Nord-Stream-Anschlag: Spiegel kann Löcher in der Andromeda-Geschichte nicht flicken
Von Dagmar Henn
Der Spiegel und weitere deutsche Medien versuchen, den Verdacht gegen die Ukraine im Hinblick auf die Sprengung von Nord Stream weiter zu erhärten. Nachdem die ursprünglich vorgebrachten Beschuldigungen gegen Russland nicht zu halten waren und der berühmte US-Journalist Seymour Hersh Artikel veröffentlicht hatte, die auf die Vereinigten Staaten selbst als Täter hinwiesen, war nach einem Besuch von Bundeskanzler Olaf Scholz bei Biden die Andromeda-Hypothese aufgetaucht, der zufolge eine unbekannte Gruppe von sechs Personen mit einer gemieteten Jacht die Explosionen ausgelöst haben soll.

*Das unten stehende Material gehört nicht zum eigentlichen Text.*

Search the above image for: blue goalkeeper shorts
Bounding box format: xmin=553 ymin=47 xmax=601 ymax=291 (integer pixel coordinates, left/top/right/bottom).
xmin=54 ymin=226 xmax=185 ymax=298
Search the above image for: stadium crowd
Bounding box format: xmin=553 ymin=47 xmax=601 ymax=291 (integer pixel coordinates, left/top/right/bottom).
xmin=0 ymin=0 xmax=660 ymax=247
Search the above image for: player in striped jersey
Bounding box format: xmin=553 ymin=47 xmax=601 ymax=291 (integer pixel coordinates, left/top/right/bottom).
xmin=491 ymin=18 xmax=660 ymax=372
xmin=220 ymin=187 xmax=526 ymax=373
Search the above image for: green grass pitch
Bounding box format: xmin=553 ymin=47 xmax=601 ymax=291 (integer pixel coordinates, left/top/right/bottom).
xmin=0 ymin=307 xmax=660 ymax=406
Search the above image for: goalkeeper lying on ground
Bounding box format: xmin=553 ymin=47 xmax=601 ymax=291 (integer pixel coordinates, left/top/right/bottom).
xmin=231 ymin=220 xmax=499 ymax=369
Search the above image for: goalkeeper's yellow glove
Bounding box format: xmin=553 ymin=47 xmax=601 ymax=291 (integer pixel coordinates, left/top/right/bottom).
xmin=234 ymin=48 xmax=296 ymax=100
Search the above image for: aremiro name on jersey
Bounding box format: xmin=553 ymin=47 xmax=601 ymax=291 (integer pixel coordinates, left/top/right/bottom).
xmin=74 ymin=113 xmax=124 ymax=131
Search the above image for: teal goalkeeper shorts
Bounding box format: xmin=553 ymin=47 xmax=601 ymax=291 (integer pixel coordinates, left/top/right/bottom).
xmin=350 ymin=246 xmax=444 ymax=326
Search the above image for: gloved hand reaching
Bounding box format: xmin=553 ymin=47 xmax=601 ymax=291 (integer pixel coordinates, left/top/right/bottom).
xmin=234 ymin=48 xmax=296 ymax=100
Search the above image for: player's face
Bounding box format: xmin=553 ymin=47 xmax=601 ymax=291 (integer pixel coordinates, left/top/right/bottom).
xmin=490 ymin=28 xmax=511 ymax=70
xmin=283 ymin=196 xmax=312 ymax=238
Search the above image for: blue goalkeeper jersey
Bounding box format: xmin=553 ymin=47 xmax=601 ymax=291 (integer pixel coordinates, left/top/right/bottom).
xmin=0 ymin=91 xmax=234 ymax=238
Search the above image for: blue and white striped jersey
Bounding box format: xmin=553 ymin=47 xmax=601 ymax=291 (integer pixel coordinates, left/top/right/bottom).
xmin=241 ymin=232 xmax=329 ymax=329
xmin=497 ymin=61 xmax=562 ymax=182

In einem aktuellen Artikel versucht der Spiegel nun, einige der Widersprüche in der ursprünglichen Andromeda-Hypothese auszuräumen. So habe es sich bei dem verwendeten Sprengstoff um Oktogen oder Cyclotetramethylentetranitramin gehandelt, das eine stärkere Explosionswirkung als TNT entfaltet und wasserunlöslich ist. Oktogen wurde zwar bereits 1942 erfunden, ist aber auch heute noch im Gebrauch und neu genug, dass die gesundheitlichen Folgewirkungen der Substanz auch in der EU noch nicht bewertet sind. Bekannt ist allerdings, dass Oktogen bei einer Dosis von 200 Milligramm pro Kilogramm für Ratten tödlich ist.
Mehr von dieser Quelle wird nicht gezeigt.